New TSA administrator is the 7th to hold the title since the organization began in 2001.

Air Trafic Control tower and airplane at Los Angeles International Airport

Before leaving town for the August recess on Thursday, August 3rd, senators unanimously voted to approve David Pekoske to be Transportation Security Administration (TSA) administrator – the 7th administrator of the agency since its creation in 2001. Unlike the Federal Aviation administrator, the TSA administrator does not have a 5-year term, once confirmed. Perhaps it’s time to revisit the need for a term.

When we created the TSA (for those needing a refresher on my background) we deliberately chose not to provide a term. A few years earlier, we had provided a 5-year term for the FAA leader, and watched as the administrator, originally appointed by President Clinton, served a portion of her term under President Bush. It was not an ideal situation for the administration and for the administrator.

The current FAA administrator has been placed in the same situation. Yet, having worked with many of the administrators over the years, both Republican and Democratic, all recognized the importance of the mission and the necessity to succeed. It is one of the harder positions in government, with failure not an option.

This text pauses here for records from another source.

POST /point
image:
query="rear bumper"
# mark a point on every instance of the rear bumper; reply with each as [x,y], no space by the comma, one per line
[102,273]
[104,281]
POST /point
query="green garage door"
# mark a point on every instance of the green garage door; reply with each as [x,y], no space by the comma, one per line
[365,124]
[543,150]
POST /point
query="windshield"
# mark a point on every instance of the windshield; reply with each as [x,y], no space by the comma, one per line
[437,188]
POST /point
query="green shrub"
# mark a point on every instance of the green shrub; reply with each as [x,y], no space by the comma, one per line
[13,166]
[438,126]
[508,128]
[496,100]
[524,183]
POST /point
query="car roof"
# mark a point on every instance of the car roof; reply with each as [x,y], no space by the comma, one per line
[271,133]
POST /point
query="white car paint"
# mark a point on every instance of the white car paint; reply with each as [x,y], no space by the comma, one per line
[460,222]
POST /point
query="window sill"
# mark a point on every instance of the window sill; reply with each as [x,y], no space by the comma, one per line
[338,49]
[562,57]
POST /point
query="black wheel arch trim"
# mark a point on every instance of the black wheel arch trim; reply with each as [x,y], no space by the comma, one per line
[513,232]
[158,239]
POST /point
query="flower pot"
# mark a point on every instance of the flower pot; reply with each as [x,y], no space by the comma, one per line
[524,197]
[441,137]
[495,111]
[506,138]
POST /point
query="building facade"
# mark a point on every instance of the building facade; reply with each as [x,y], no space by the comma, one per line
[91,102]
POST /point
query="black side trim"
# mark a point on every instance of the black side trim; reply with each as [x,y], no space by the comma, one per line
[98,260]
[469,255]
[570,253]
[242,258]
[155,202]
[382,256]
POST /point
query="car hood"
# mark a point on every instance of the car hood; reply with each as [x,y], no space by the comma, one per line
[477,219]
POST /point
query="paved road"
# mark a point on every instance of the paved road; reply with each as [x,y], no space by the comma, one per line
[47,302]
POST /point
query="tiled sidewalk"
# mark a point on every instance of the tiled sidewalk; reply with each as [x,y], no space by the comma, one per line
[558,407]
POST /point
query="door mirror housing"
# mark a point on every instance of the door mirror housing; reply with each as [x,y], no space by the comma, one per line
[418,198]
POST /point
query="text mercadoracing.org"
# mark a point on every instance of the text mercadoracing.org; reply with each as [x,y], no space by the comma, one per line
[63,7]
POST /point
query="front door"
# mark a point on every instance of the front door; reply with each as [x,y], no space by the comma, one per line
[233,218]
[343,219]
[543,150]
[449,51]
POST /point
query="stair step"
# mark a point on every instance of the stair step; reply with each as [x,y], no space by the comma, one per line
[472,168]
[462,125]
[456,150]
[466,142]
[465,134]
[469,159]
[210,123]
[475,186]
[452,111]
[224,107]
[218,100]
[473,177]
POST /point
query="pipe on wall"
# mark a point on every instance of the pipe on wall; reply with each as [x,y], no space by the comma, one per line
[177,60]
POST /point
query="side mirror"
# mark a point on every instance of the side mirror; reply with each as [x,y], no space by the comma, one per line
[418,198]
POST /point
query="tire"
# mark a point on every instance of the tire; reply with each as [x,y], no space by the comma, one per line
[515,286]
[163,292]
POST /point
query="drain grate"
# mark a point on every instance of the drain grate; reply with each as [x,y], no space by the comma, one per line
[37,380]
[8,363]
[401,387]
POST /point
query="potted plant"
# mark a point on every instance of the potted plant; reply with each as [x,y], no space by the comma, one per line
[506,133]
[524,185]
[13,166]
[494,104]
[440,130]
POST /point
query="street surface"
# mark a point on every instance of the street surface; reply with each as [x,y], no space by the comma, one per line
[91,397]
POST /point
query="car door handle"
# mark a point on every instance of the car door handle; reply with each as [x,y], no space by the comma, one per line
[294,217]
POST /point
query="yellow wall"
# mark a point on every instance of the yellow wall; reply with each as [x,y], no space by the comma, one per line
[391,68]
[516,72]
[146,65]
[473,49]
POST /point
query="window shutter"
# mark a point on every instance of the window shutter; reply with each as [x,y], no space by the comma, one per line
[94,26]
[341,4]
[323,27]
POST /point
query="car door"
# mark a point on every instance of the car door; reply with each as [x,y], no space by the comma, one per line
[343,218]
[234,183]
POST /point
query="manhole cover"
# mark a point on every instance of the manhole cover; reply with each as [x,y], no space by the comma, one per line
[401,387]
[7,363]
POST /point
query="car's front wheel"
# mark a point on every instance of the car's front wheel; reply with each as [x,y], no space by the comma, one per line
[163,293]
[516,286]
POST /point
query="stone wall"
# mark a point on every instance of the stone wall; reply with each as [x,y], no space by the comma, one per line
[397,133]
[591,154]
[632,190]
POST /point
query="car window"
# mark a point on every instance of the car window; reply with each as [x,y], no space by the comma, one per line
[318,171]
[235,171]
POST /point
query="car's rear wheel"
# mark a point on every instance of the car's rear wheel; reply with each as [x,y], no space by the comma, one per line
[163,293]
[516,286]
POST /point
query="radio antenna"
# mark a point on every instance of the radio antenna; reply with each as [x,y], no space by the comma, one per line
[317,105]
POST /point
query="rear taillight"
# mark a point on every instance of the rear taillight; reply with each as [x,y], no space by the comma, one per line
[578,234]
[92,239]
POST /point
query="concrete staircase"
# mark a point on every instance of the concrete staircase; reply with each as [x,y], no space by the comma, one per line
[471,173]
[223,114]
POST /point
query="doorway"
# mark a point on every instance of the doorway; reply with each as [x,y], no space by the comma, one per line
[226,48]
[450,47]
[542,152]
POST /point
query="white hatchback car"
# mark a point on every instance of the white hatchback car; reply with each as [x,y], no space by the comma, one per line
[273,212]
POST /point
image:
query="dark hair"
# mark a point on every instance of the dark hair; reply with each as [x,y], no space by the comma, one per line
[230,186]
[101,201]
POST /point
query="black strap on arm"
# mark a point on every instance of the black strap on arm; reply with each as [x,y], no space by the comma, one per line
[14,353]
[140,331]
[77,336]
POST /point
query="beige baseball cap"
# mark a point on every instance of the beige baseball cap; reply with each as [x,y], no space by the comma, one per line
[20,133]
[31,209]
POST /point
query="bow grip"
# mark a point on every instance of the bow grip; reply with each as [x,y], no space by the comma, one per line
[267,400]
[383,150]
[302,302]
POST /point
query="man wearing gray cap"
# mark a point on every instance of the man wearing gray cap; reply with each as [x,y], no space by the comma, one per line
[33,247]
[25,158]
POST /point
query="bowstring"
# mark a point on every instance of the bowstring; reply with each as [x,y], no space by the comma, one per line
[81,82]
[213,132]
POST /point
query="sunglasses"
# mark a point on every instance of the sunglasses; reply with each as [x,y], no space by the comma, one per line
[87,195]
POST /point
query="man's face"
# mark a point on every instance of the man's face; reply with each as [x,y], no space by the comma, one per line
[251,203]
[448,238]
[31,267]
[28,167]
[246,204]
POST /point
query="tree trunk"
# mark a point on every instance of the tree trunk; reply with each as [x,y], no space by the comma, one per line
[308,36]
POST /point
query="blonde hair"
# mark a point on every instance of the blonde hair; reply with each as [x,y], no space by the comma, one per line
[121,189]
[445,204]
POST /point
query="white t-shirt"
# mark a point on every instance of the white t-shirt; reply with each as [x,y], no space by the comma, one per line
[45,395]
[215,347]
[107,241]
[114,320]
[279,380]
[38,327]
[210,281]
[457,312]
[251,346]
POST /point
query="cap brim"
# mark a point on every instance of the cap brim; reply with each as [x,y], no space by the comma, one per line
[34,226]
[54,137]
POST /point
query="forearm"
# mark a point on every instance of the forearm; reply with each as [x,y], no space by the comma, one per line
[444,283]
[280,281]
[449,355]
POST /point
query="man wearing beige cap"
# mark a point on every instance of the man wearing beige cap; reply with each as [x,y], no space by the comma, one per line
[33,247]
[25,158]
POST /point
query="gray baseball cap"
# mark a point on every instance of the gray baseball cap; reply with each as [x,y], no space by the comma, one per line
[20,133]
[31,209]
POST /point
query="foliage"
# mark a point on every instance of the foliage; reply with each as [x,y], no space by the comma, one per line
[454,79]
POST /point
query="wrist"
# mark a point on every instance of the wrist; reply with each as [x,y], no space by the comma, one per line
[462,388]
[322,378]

Going forward, the new administrator will have his hands full in trying to refresh the technology used for screening and to meet the growing demands at our airports and transit agencies. The need to expand the services provided will not come cheaply. In transit, for example, working directly with transit agencies will be critical as new technologies come on line to meet the burgeoning risk. The work requires many skills and long hours, and can provide its share of twists and turns. Congress and the traveling public want to make sure that security is addressed, and the new administrator appears to be keenly aware of that, as he stated during his confirmation hearing that he hopes to improve the agency from top to bottom.